CAPÍTULO VI

UNA VOZ EN LAS TINIEBLAS

Sin embargo, una hora después, Pete Rice, representando aún el papel de Smiley, el sordomudo, estaba haciendo algo de provecho. Se hallaba en un patio posterior de la casa rancho. Ostensiblemente se entretenía en regar unas flores plantadas allí por Virginia Calvert, pero en realidad trataba de escuchar lo que decían los hombres que se hallaban en aquella casona misteriosa.

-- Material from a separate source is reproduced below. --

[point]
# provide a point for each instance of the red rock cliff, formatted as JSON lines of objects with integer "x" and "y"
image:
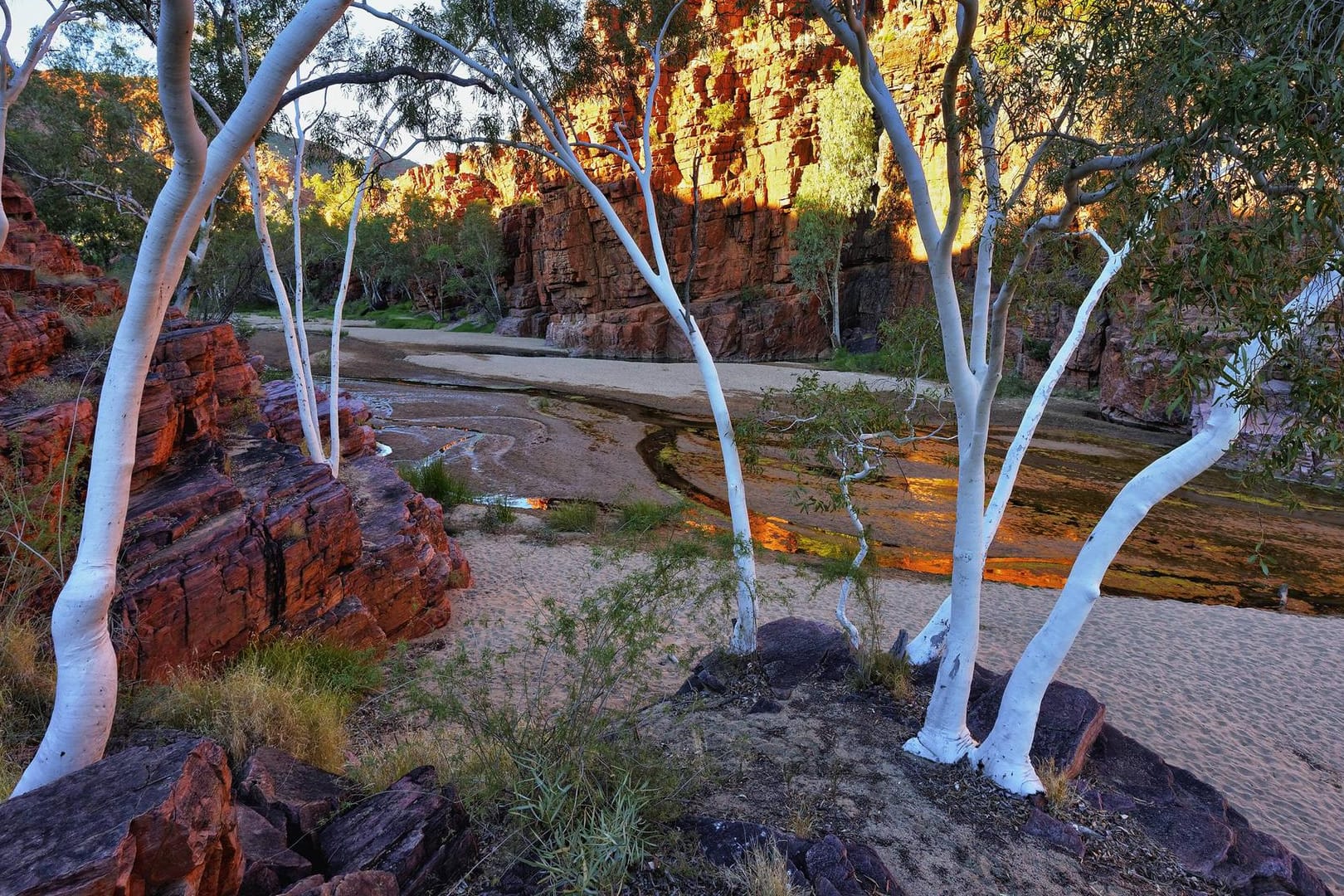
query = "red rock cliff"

¿Eran, en realidad, todos aquellos hombres huéspedes de pago del Slash C., o estaban de acuerdo con McCarron, conspirando de alguna manera incomprensible para hacer víctima de un crimen a la última propietaria del rancho? Eso era lo que Pete deseaba saber.

Había observado que, desde que el rancho había pasado a poder de Flint Gentry, se había instalado en la casa un nuevo huésped. El recién llegado era Madden Weldron, un tipo de aspecto de dandy, cuyo indumento dispendioso le había valido desde un principio el remoquete de “Fancy”4.

En el tiempo que llevaba Pete desempeñando en el rancho el papel de Smiley, Fancy Weldron estuvo en la casa un par de días, desapareciendo después. Ahora había vuelto de nuevo.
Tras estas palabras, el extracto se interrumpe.